To celebrate the peripheral of Thomas’ solo and Matchbox Twenty catalog, here are five songs he wrote for other artists.
“Visions of Paradise,” Mick Jagger (2001)
Written by Rob Thomas, Mick Jagger, and Matt Clifford
When Mick Jagger was working on his fourth solo album, Goddess in the Doorway, he called upon some friends: Bono, Pete Townshend, Joe Perry, and Lenny Kravitz. All made their own musical contribution, vocally, musically, or with words to Jagger’s release, including a more pop-fused offering from Rob Thomas, “Visions of Paradise,” a lighter rumination on the aches and pains love—Don’t tell me when something is beautiful / And don’t tell me how to talk to my friends / Just tell me the names of the stars in the sky / What’s your favorite song / Tell me the names of the lovers you had / Before I came along.
“Tragedy,” Marc Anthony (2002)
Written by Rob Thomas and Cory Rooney
Off Marc Anthony’s sixth solo album, and second in English, Mended, the album, which debuted at No. 3 on the Billboard 200, features the dance-y Rob Thomas- and Cory Rooney-penned “Tragedy.” Prior to releasing Mended, Anthony also shared the Spanish version of the song, “Tragedia,” on his fifth album Libre in 2001.

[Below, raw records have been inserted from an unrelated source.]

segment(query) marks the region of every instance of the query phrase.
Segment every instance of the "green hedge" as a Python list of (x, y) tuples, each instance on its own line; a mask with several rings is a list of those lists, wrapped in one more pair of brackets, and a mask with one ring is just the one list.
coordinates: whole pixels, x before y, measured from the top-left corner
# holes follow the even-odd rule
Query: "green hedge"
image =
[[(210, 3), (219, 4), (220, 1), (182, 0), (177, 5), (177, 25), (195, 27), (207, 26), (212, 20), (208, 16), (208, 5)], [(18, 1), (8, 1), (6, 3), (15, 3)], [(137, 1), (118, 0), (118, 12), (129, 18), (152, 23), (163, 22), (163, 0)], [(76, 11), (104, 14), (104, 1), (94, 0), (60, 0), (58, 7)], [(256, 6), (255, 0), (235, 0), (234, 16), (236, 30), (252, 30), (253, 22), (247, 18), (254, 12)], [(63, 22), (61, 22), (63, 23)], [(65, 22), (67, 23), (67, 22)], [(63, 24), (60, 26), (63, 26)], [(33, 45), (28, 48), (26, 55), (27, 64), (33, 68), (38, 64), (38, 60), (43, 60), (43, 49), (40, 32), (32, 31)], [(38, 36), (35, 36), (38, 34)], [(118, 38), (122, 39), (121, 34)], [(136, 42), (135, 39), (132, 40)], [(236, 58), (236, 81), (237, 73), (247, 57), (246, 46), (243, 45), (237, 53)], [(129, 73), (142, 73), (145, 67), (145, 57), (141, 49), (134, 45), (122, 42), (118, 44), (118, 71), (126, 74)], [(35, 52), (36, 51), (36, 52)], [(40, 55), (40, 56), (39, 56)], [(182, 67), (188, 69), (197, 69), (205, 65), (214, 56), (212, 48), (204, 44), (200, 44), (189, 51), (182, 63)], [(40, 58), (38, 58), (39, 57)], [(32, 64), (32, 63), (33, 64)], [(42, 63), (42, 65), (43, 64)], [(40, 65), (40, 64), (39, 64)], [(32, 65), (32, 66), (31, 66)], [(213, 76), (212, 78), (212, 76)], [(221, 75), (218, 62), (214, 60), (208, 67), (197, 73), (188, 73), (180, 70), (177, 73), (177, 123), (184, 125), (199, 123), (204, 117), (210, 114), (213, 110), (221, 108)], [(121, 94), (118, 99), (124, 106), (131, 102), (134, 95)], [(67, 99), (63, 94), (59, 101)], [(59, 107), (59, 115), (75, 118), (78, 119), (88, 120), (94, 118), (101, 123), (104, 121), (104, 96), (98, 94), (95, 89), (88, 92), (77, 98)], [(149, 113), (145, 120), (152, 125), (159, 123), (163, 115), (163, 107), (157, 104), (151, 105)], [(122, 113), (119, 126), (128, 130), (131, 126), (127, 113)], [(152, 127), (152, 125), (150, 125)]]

“Maria (Shut Up and Kiss Me),” Willie Nelson (2002)
Written by Rob Thomas
Joining other collaborators like Sheryl Crow, Bonnie Raitt, Lee Ann Womack, Bernie Taupin, and more, Rob Thomas wrote three songs for Willie Nelson’s 50th album, The Great Divide, including “Won’t Catch Me Cryin’” “Recollection Phoenix” and the opening track “Maria (Shut Up and Kiss Me).”

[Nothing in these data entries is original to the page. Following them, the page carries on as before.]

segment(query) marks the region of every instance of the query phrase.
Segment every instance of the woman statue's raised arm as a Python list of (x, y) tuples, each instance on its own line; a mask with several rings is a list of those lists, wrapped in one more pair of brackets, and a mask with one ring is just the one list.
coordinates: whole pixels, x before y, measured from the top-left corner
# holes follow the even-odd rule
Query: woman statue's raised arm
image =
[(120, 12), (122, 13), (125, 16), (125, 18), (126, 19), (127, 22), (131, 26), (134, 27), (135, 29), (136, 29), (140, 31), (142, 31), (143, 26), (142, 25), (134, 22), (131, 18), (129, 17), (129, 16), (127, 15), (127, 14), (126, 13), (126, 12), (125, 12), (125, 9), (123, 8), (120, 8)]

“Baby Doll,” Pat Green (2005)
Written by Rob Thomas and Pat Green
The third studio album by country singer Pat Green, Lucky Ones produced three singles for the artist that hit the country charts, including “Don’t Break My Heart Again” (No. 21) and “Somewhere Between Texas and Mexico” (No. 42). The third track, “Baby Doll,” reached No. 21 and is one of two songs on the album written by Green and Rob Thomas. The pair also co-wrote “My Little Heaven.”
“Move,” Carlos Santana, featuring Rob Thomas, American Authors (2021)
Written by Rob Thomas, Carlos Santana, and American Authors’ Zac Barnett, Matt Sanchez, and Dave Rublin
The second single off Santana’s star-studded 2021 release, Blessings and Miracles, “Move” is a new return to”Smooth,” mixing Spanish Harlem beats with little bits of pop, meringue, and rock, featuring Thomas and American Authors. Thomas is one of many collaborators on the album, also featuring Chris Stapleton, Ally Brooke, Diane Warren, Corey Glover, Metallica’s Kirk Hammett, the late Chick Corea and his wife Gayle Moran Corea, Steve Winwood (for a new rendition of “A Whiter Shade of Pale”) and Santana’s son Salvador and daughter Stella.
“‘Move’ came about very much like how ‘Smooth’ happened,” said Santana. “It was like divine intelligence behind the scenes, and I just knew I had to record it with Rob. The song is about awakening your molecules. Ignite and activate yourself… you know, move. When Rob and I work together, we have a sound that’s splendiferous.”